Insgesamt sollen bei dem Unglück mindestens 18 Personen verletzt worden sein. Fünf von ihnen befinden sich in kritischem Zustand. «Das ist aber eine dynamische Zahl», sagt ein zuständiger Arzt vor Ort. «Sie könnte sich jederzeit ändern.»
Genaue Details zu den Verletzungen können zum aktuellen Zeitpunkt nicht genannt werden. Die Kollision habe «viele verschiedene Verletzungen» verursacht, da die Passagiere «herumgeschleudert» wurden, hiess es bei einer Pressekonferenz um 10:30 Uhr.
Gab es eine Signalstörungen?
Wie es zum Unfall gekommen ist, sei aktuell noch unklar. Der Fernsehsender TV2 konnte allerdings mit einigen Reisenden sprechen, die von zahlreichen Signalstörungen auf der betroffenen Strecke berichten. «Ich war mir ziemlich sicher, dass irgendwann etwas passieren würde. Denn es gibt schon so lange morgens Probleme», erzählt eine Pendlerin, die regelmässig die Gribskov-Linie benutzt.

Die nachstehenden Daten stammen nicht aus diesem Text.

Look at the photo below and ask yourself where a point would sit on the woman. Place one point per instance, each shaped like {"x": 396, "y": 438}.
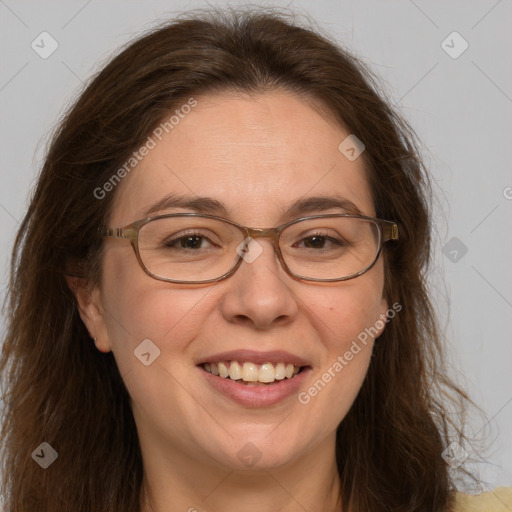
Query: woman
{"x": 162, "y": 353}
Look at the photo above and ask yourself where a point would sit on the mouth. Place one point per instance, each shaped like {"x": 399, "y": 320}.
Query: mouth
{"x": 255, "y": 379}
{"x": 253, "y": 374}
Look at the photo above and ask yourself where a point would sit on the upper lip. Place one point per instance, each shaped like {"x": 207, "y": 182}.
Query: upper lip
{"x": 254, "y": 356}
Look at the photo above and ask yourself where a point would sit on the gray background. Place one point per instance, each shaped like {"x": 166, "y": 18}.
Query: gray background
{"x": 460, "y": 107}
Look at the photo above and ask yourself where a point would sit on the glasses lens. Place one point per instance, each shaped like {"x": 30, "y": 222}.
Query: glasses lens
{"x": 189, "y": 248}
{"x": 330, "y": 247}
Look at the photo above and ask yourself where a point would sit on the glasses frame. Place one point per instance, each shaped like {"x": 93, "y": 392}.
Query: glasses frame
{"x": 388, "y": 230}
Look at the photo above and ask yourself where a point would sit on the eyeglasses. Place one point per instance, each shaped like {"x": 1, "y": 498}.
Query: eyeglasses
{"x": 194, "y": 248}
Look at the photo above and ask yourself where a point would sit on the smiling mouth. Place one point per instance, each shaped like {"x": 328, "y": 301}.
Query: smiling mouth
{"x": 249, "y": 373}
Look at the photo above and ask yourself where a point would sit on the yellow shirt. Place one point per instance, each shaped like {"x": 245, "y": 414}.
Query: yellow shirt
{"x": 498, "y": 500}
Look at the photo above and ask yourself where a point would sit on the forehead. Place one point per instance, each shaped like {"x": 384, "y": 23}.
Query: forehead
{"x": 256, "y": 155}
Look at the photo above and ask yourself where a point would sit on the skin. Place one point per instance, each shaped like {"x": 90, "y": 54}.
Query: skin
{"x": 256, "y": 155}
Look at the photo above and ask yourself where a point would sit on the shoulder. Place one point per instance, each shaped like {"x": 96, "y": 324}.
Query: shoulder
{"x": 498, "y": 500}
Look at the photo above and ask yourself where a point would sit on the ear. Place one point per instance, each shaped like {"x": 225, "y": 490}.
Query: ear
{"x": 90, "y": 310}
{"x": 380, "y": 324}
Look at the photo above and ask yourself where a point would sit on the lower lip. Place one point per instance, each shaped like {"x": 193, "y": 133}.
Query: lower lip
{"x": 257, "y": 396}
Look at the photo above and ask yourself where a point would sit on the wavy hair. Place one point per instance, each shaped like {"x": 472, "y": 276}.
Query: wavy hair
{"x": 58, "y": 388}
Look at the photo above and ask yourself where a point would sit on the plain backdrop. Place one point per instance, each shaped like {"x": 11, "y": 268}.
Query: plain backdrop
{"x": 458, "y": 99}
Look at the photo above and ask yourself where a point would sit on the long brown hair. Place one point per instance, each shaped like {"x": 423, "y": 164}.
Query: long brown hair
{"x": 60, "y": 389}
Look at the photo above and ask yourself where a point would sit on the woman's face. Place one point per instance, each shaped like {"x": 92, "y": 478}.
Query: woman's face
{"x": 257, "y": 157}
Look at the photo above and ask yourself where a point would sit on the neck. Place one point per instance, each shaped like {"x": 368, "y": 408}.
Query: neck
{"x": 178, "y": 484}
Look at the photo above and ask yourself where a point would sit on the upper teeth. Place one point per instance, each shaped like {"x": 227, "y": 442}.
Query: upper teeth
{"x": 252, "y": 372}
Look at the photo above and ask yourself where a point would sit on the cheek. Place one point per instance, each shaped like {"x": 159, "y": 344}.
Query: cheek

Gegenüber TV2 wollen die Verantwortlichen den mutmasslichen Signalfehler weder bestätigen noch dementieren.
Schweden bietet Hilfe an
Alle Verletzten befinden sich mittlerweile in verschiedenen Spitälern, einige mussten offenbar per Helikopter ausgeflogen werden. Das teilte die Bürgermeisterin der Gemeinde auf Facebook mit.
Die lokalen Rettungskräfte waren mit drei Krankentransportern und mehreren Notarztwagen vor Ort. Ein grosses Polizeiaufgebot rückte ebenfalls zur Unfallstelle aus. Der Einsatzleiter sagte gegenüber TV2, dass die Züge mit offenbar relativ hoher Geschwindigkeit frontal zusammengestossen sind. «Niemand ist eingeklemmt», führte er weiter aus. Schweden habe ausserdem bereits seine Hilfe bei der Bewältigung des Unfalls angeboten.